The report forecasts the continuation of current trends, amended by the expected decline in the rate of increase for average life expectancy over the period between the latest available data and 2028.
As such, we can now expect the class longevity gap (between routine/manual and managerial/professional workers) to rise from 2.6 years in 2006 to 3.1 years in 2028 for men, and from 2.4 to 3.8 for women. The geography longevity gap (between the local authority areas with the highest and lowest life expectancy at 65) will rise from 5.5 years in 2011 to 7.1 years in 2028 for men, and from 5.1 to 9 for women.
Every increase in SPA reduces (other things being equal) the portion of life spent in retirement. But because SPA is universal, the reduction is disproportionately greater among people with a lower life expectancy – rubbing salt in the wounds of unequal health outcomes.
Crucially, life expectancy inequalities also convert into significant differences in the amount of state pension income different groups can expect to receive over the course of their retirement. The report considers outcomes for people aged 65 in 2016 (when the new ‘single tier’ state pension of £144 per week is introduced) and 2028 (when SPA will reach 67).
Male managerial/professional workers can expect to receive 17.6 per cent more than routine/manual workers from 2028, compared to 16.1 per cent more than these workers from 2016. For women, the difference between managerial and manual workers will grow to 20.2 per cent from 2028, from 15.4 per cent now.
The difference in the state pension income received by workers in local areas with the highest and lowest life expectancy at 65 will be enormous by 2028. It will grow to 47.7 per cent from 37.1 per cent in 2016 for men, and 52.6 per cent from 33 per cent for women.

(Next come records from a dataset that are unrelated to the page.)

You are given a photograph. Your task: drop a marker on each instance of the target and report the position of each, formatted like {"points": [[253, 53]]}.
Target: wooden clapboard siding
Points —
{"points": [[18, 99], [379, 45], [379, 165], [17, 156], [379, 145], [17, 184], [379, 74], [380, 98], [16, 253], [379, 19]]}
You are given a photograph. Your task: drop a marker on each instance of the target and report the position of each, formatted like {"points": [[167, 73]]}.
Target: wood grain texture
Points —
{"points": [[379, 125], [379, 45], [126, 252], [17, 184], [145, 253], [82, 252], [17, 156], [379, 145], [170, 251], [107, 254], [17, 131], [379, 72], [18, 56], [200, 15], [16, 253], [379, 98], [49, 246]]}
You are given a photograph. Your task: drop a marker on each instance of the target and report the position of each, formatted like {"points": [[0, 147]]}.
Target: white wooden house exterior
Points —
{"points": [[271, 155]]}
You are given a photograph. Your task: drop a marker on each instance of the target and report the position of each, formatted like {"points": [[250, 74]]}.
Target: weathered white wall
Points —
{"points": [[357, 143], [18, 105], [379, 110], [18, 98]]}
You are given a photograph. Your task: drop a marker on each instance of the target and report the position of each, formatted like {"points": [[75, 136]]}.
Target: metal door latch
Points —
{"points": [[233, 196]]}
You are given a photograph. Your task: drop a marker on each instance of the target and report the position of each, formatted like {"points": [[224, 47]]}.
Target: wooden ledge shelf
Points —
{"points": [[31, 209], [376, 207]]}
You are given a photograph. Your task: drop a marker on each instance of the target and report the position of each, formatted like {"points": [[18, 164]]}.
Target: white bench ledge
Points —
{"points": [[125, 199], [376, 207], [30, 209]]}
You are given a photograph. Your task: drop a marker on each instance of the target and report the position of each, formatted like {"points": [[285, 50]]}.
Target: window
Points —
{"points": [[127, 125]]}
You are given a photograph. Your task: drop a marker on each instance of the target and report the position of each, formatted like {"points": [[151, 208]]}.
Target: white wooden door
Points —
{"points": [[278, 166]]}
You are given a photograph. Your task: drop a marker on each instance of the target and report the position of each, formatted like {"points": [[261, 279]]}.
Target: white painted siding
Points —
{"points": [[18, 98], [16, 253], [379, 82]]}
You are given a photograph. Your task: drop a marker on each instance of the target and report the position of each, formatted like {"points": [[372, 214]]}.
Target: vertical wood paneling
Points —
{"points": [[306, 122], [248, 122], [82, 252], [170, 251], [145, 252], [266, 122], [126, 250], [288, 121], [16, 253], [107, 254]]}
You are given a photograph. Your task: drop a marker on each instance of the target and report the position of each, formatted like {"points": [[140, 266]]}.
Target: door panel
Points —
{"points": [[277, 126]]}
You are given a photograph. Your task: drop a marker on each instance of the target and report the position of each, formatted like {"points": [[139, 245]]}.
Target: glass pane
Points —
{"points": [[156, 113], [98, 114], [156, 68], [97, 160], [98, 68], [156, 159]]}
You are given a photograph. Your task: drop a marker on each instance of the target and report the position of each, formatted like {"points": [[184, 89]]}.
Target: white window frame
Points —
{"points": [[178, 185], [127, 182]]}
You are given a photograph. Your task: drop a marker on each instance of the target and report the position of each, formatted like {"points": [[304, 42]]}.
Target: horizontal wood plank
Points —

The TUC believes significant change is required before any further increase in state pension age is proposed. Primarily, action is required to address the health inequalities that create inequalities in life expectancy and state pension receipt. We have proposed that the Pensions Bill is used to create an independent commission on SPA, with a mandate to consider life expectancy inequalities before any future decision on SPA are made.
We also need to ensure that people have greater capacity to work for longer. Again, this is partly about health inequalities, as previous TUC research has shown that long-term illness/disability is a significant cause of inactivity among older people – occupational health should be a priority for government and employers. Further action on ending discrimination of older people in recruitment and training, and greater options for flexible working, is also required.
As well as older people’s employability, we also need to focus on wider issues within the labour market as a whole. As Tony Dolphin and Kayte Lawton of IPPR argue, unless the economy is able to sustain a higher employment rate, employers will have little incentive to adapt to the particular needs of older workers and other ‘disadvantaged’ groups.